There is an FB update saying CO2 Art is no longer accepting orders. Does anyone know what is up? I recently bought some expensive kit off them and am afraid there will not be anyone to honour their guarantee.


----------



## Franks (7 Aug 2017)

thdesilva2000 said:


> All,
> 
> There is an FB update saying CO2 Art is no longer accepting orders. Does anyone know what is up? I recently bought some expensive kit off them and am afraid there will not be anyone to honour their guarantee.



I've been wanting an intense inline atomiser but their site keeps on blocking the view of the page with a message saying it's undergoing maintenance. Perhaps they are in trouble?




Sent from my iPhone using Tapatalk


----------



## Stuart_B (7 Aug 2017)

Just had a look at their website and see the message saying to contact them using the sales confirmation e-mail . Surely they must appreciate that a message like that sends the heebie jeebies up customers ..if it is nothing to concern customers then they should say so otherwise folk will think allsorts ..


----------



## Matty123 (7 Aug 2017)

thdesilva2000 said:


> All,
> 
> There is an FB update saying CO2 Art is no longer accepting orders. Does anyone know what is up? I recently bought some expensive kit off them and am afraid there will not be anyone to honour their guarantee.



It is of concern. I thought as Co2 Supermarket were off on their hols last week Co2 Art were also taking the opportunity to have a break whilst the competition were away scoffing ice cream on some pier... I expected them to be back in business today now that Co2 Supermarket were back but on checking their website earlier it still states they are still experiencing technical issues. Going on that hopefully it's just a glitch with their online ordering, virus maybe..? 

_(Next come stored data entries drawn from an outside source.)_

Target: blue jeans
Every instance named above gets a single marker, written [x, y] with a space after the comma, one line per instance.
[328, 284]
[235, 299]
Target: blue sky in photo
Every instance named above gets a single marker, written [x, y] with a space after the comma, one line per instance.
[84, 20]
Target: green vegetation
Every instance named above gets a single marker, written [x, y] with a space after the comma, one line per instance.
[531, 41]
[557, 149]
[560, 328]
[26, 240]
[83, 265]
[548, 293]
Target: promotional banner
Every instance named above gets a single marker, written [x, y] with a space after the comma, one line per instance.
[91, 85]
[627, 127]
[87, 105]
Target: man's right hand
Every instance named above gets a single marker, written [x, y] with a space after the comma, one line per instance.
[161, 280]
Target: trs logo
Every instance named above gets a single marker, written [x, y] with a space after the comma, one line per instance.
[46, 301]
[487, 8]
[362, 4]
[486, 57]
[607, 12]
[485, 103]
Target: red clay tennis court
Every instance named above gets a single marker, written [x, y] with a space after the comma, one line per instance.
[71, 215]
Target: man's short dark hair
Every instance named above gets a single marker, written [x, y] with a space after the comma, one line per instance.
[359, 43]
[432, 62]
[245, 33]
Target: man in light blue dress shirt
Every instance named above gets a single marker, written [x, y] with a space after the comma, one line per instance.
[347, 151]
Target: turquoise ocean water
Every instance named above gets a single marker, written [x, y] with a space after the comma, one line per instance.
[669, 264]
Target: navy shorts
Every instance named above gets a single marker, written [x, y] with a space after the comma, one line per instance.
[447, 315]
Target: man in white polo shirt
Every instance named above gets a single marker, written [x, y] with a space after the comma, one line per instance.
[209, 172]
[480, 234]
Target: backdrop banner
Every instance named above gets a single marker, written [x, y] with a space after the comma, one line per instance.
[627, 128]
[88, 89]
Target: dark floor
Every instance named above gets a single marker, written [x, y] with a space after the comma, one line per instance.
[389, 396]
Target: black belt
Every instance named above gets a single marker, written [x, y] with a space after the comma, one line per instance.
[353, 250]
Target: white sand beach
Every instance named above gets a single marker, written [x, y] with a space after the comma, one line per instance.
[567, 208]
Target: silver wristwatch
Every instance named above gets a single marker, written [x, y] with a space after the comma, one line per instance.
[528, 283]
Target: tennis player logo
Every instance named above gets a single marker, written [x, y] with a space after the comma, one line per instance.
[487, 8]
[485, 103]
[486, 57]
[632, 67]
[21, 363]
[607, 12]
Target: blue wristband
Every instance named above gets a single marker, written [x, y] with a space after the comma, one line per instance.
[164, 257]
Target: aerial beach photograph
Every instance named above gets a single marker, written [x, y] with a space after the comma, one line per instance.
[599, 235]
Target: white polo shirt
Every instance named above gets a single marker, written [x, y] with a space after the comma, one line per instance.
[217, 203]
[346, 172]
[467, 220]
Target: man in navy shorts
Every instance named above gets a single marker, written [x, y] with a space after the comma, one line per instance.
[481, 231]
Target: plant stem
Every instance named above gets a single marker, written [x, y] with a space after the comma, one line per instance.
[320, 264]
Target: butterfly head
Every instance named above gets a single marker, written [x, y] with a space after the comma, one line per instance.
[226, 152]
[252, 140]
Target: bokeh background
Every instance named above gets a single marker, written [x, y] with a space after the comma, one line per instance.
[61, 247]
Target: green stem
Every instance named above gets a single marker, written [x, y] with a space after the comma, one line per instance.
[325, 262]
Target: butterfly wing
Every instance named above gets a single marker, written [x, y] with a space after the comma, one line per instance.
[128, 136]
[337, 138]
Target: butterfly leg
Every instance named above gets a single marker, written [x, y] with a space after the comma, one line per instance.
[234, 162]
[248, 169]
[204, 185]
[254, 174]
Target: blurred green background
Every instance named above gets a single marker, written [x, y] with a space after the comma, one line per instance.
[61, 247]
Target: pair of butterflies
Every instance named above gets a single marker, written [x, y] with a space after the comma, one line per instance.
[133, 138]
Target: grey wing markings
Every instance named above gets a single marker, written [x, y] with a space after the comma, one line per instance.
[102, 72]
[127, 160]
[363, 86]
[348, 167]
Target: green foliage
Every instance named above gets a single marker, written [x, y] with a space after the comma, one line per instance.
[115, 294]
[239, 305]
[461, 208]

Sent from my iPhone using Tapatalk


----------



## Stuart_B (7 Aug 2017)

Franks said:


> I've been wanting an intense inline atomiser but their site keeps on blocking the view of the page with a message saying it's undergoing maintenance. Perhaps they are in trouble?
> 
> 
> 
> ...



Thats not what I got ...did you refresh the page .


----------



## Matty123 (7 Aug 2017)

Stuart_B said:


> Thats not what I got ...did you refresh the


----------



## doylecolmdoyle (7 Aug 2017)

That isnt good! they where handy for bits and pieces, extension nuts etc... many ppl ordered from them even all the way from Australia.


----------



## thdesilva2000 (7 Aug 2017)

doylecolmdoyle said:


> That isnt good! they where handy for bits and pieces, extension nuts etc... many ppl ordered from them even all the way from Australia.



CO2 Art had a campaign in July announcing a new regulator, then this message appears.

I recently shopped at CO2 Supermarket and I got the package today.  

I know from following this forum that CO2 Art and CO2 Supermarket have been at each other, interestingly they are both sponsors of UKAPS.

I think as CO2 Art is a sponsor, admins should look into this.


Sent from my iPhone using Tapatalk


----------



## thdesilva2000 (7 Aug 2017)

thdesilva2000 said:


> CO2 Art had a campaign in July announcing a new regulator, then this message appears.
> 
> I recently shopped at CO2 Supermarket and I got the package today.
> 
> ...



Hoping it is a website glitch / e-commerce issues and not something more serious.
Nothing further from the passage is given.